J U S T I Z
Ein unmöglicher Prozess
Nicht nur der Soldat Robert Bales steht jetzt vor Gericht. Sein Verteidiger will einen
Krieg anklagen, der aus Menschen Mörder macht. Mohammed Wazir,
der sechs Kinder verlor, möchte den Täter hängen sehen. Von Guido Mingels
Die 33 Perlen einer Gebetskette gleiten
durch seine Finger, 33-mal
Allahu akbar, Gott ist groß.
„Mein Name ist Mohammed Wazir. Ich
weine nicht. Ich habe zehn Finger an meinen
Händen. So war mein Schmerz an
diesem Tag: als würde man mir alle zehn
Finger abschneiden. Ich hatte sieben Kinder.
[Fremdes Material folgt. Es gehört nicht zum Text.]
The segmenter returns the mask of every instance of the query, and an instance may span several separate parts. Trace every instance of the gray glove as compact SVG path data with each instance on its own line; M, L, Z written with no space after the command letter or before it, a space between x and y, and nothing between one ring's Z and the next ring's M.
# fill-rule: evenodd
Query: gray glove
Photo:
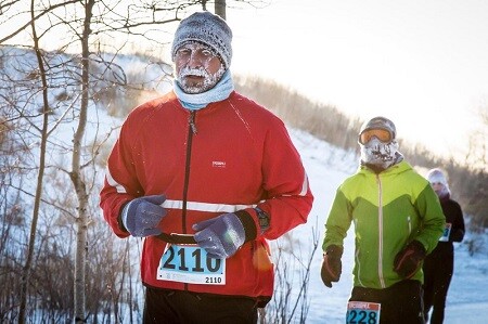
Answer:
M256 225L244 210L223 213L193 225L195 241L210 258L233 256L246 242L256 238Z
M126 230L137 237L158 235L162 231L157 228L159 221L167 211L160 205L166 200L164 195L154 195L136 198L126 206L120 215Z

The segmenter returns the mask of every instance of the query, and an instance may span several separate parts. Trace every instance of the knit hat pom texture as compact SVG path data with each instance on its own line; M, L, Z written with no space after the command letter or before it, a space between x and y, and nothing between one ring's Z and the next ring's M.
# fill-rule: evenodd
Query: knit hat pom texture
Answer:
M195 12L180 22L171 48L171 57L178 49L189 41L210 47L222 60L226 68L232 61L232 30L226 21L208 11Z

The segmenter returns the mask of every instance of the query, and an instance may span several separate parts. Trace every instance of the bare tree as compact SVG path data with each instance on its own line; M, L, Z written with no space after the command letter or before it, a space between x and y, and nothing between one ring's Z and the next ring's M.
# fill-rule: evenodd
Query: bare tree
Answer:
M127 73L120 69L116 63L119 52L130 44L129 40L147 42L155 47L164 46L165 40L159 37L162 34L159 27L178 22L188 11L202 7L204 2L201 0L159 1L157 3L149 0L133 3L119 0L53 0L49 2L31 0L27 7L26 1L20 0L0 3L0 24L15 25L15 28L2 33L0 44L26 49L23 52L26 53L26 59L30 55L29 51L33 51L36 59L35 64L31 63L33 61L26 60L15 67L15 73L24 76L23 82L16 82L17 80L10 75L2 76L9 81L10 87L16 87L15 90L12 90L15 94L12 98L22 96L24 100L22 103L13 102L7 92L0 93L1 105L5 104L17 113L14 119L29 125L31 130L28 135L31 138L22 138L22 141L25 142L26 147L36 147L33 152L38 154L38 157L31 157L35 164L29 165L28 168L26 167L28 164L17 165L17 170L28 169L29 174L36 172L35 190L27 180L25 182L29 184L26 187L18 183L12 183L9 185L10 192L3 196L5 205L2 205L2 207L18 205L12 199L15 197L15 195L11 195L13 192L17 193L18 200L30 199L31 202L24 204L25 211L31 213L30 231L27 244L24 246L25 256L12 257L12 259L16 258L14 261L17 263L18 261L24 263L21 283L18 287L15 286L21 293L18 301L14 302L15 304L18 302L20 323L27 321L28 302L37 304L36 294L42 294L42 290L36 289L36 287L44 287L48 290L49 285L55 285L52 281L38 275L44 273L38 271L40 267L46 269L50 264L49 262L39 262L39 254L44 254L49 258L59 257L63 262L73 262L74 267L72 264L64 269L69 271L70 268L74 268L73 275L63 276L74 281L74 308L73 313L68 315L72 315L76 322L87 321L86 287L91 284L87 285L86 273L91 271L88 252L89 248L93 246L90 244L89 229L93 222L92 215L97 210L97 202L91 200L90 197L97 193L100 185L100 181L97 179L100 167L95 165L95 160L101 152L103 141L108 137L101 134L99 138L95 125L94 127L90 126L90 131L95 134L88 140L87 127L90 121L97 122L97 120L90 120L90 109L94 109L98 105L97 100L103 96L103 93L113 89L124 89L120 91L146 90L147 80L139 85L129 85ZM231 2L253 5L253 3L264 1ZM216 10L218 4L223 5L219 10L223 12L222 16L224 17L226 1L217 1L215 4ZM51 43L53 39L56 40L56 48L54 50L51 48L51 51L44 50L43 46ZM118 39L126 39L126 41L111 41ZM112 52L105 51L107 49ZM72 54L66 54L68 50ZM152 59L153 64L154 61L157 60ZM162 79L170 75L170 69L166 68L164 63L156 64L162 67ZM2 61L0 61L1 67ZM117 91L119 90L115 90L115 95L120 94ZM112 99L112 103L114 99L116 96ZM36 111L38 104L40 104L40 109ZM2 120L1 125L7 126L12 120ZM65 135L66 129L70 130L68 132L72 135L70 140L61 138ZM21 132L20 129L16 131ZM67 152L70 154L66 154ZM61 155L64 158L57 160L56 156ZM5 163L5 165L9 164ZM54 194L52 192L53 183L49 182L48 184L46 181L46 170L51 170L49 181L54 183L66 185L67 182L63 177L67 177L76 196L62 196L69 192L67 186L62 189L64 192ZM8 177L4 179L8 180ZM14 212L15 210L17 211ZM12 216L18 215L18 209L12 208L9 212ZM39 236L39 220L42 215L44 218L54 216L66 218L67 223L75 225L74 261L61 254L59 248L54 248L59 245L48 233ZM55 225L57 226L57 224ZM69 228L66 229L69 231ZM70 235L68 231L60 230L60 233ZM2 238L9 237L9 232L10 229L5 228L5 236ZM70 241L67 242L70 247ZM22 245L22 243L20 244ZM120 249L120 256L125 257L128 251ZM131 263L129 262L129 264ZM123 268L120 271L125 274L125 265L120 267ZM36 269L34 276L33 269ZM14 269L9 271L15 272ZM116 273L113 277L118 278ZM124 275L121 277L119 287L114 285L114 289L118 290L114 291L115 295L112 297L121 296L119 289L126 285L126 278ZM99 284L104 285L104 283ZM29 298L33 295L34 298ZM40 299L42 300L43 297L41 296ZM132 296L129 299L132 299ZM114 297L112 300L119 299ZM117 303L115 301L114 304ZM12 310L14 306L7 308ZM0 315L3 309L0 310ZM14 317L15 314L9 319Z

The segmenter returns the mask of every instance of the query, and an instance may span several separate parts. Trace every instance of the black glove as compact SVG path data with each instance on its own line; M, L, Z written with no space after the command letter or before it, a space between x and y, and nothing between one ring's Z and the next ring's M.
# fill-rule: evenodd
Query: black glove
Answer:
M463 230L455 230L454 232L451 232L451 235L449 236L450 242L461 242L464 237L464 231Z
M195 241L208 257L232 257L246 242L256 238L256 225L247 211L223 213L193 224Z
M323 254L322 270L320 275L325 286L332 288L332 283L338 282L341 272L343 271L343 263L341 257L343 256L344 247L338 245L330 245Z
M402 277L410 278L419 271L425 256L423 244L412 241L395 257L394 270Z

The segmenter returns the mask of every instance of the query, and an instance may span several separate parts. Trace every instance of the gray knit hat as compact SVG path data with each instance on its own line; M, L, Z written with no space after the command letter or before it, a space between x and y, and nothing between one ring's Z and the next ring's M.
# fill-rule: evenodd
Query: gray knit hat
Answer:
M226 68L232 61L232 30L218 15L208 11L195 12L180 22L172 41L171 57L188 41L197 41L210 47L220 56Z

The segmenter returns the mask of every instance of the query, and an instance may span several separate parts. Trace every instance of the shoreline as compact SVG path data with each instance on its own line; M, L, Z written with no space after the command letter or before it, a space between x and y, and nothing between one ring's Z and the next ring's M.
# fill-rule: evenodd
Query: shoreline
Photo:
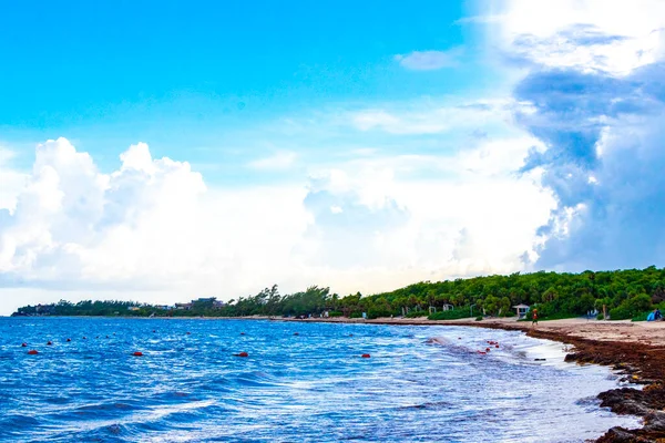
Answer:
M622 415L636 415L643 426L626 430L612 427L598 443L665 441L665 322L597 321L566 319L529 322L504 319L482 321L418 319L272 319L273 321L360 323L392 326L463 326L471 328L521 331L528 337L572 346L566 362L610 367L623 375L622 381L643 389L616 388L601 392L601 408Z
M72 316L75 318L83 316ZM48 316L48 318L58 318ZM63 318L63 317L60 317ZM86 317L88 318L88 317ZM90 317L119 318L119 317ZM631 322L597 321L586 319L564 319L541 321L531 327L530 322L513 319L484 319L473 321L427 320L379 318L375 320L347 318L277 318L268 316L253 317L122 317L134 319L188 319L188 320L268 320L280 322L323 322L352 324L389 326L463 326L471 328L501 329L521 331L526 336L570 344L572 350L565 356L566 362L577 364L598 364L614 369L622 381L640 384L643 389L616 388L601 392L601 408L624 415L636 415L643 420L643 426L635 430L612 427L596 440L608 442L655 442L665 441L665 321Z

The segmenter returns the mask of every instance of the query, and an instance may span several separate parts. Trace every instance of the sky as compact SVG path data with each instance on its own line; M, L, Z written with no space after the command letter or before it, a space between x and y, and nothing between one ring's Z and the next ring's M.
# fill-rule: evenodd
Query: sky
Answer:
M665 265L665 2L0 13L0 315Z

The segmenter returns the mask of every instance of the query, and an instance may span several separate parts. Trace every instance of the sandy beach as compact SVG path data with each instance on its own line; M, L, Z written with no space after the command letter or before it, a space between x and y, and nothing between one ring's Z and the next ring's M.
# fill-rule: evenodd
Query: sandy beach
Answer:
M536 326L515 319L482 321L380 318L375 320L347 318L311 318L298 320L275 318L276 321L350 322L368 324L468 326L474 328L520 330L530 337L555 340L571 346L566 361L579 364L612 367L624 381L635 388L602 392L601 406L620 414L643 418L638 430L614 427L597 442L665 442L665 321L633 322L564 319L541 321Z

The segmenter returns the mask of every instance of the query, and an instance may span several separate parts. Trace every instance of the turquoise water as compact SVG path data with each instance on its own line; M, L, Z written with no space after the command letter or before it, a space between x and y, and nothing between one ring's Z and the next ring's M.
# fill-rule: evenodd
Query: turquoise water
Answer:
M509 331L0 319L0 441L583 441L637 425L598 408L616 385Z

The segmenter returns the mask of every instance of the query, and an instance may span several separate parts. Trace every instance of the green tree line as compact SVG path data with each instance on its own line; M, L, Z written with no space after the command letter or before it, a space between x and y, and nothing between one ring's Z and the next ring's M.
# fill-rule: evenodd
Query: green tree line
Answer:
M188 309L165 310L155 306L127 301L60 301L47 309L54 316L156 316L156 317L244 317L244 316L330 316L368 318L407 313L409 317L462 318L478 315L513 316L513 306L538 306L542 319L603 311L612 319L643 316L665 300L665 269L614 271L533 272L509 276L459 278L421 281L390 292L362 296L360 292L339 297L329 288L311 286L305 291L280 295L277 285L255 296L239 297L226 306L213 301L195 301ZM443 311L452 306L452 310ZM44 308L42 307L42 313ZM467 313L468 312L468 313ZM17 315L35 315L38 308L19 308Z

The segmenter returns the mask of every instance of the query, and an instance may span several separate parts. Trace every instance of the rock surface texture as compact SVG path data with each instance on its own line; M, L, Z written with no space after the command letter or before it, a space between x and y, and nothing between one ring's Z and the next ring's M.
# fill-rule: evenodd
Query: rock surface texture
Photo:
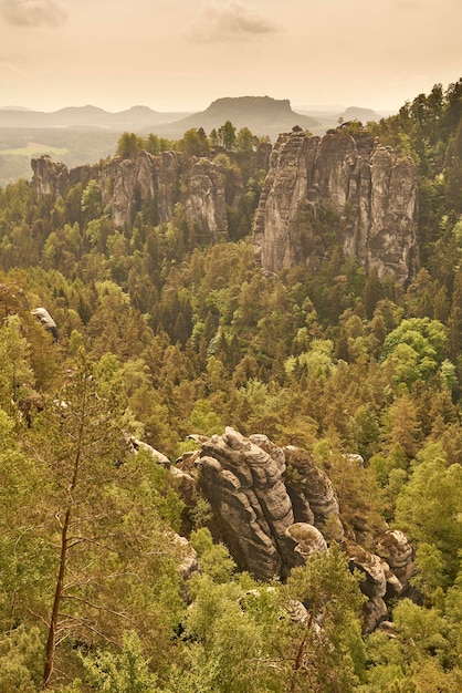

Ein Sohn ist mir geblieben.
Es macht die Toten nicht lebendig,
wenn ich weine.“
Grundlos lächelt er. Auf seiner
Hand eine Tätowierung,
zwei gekreuzte Säbel.
„Man fragt Allah nicht: ,War -
um hast du das getan?‘ Ich muss
duldsam sein. Dann wird der
Prophet mich dafür belohnen
im Paradies.“
Mohammed Wazir, 35, den
Turban nach Art der Paschtunen
gebunden, sitzt im Garten einer
Herberge in Kabul und beantwortet
Fragen. Man sucht nach
Spuren der Verzweiflung in seinem
Gesicht. Man sucht die
Trauer in seinen klaren, dunklen
Augen, findet sie nicht. Drei
Männer begleiten ihn, quittieren
mit nickendem Kopf seine langsamen
Sätze. Sie alle wollen
morgen mit dem Flugzeug nach
Mekka aufbrechen, zur großen
Pilgerfahrt, der Hadsch, Pflicht
für jeden Muslim.
In der Nacht auf den 11. März 2012, einen
Sonntag, geht um etwa 2.30 Uhr ein
Mann durch die Dunkelheit auf das Haus
zu, in dem Wazir mit seiner Familie lebt.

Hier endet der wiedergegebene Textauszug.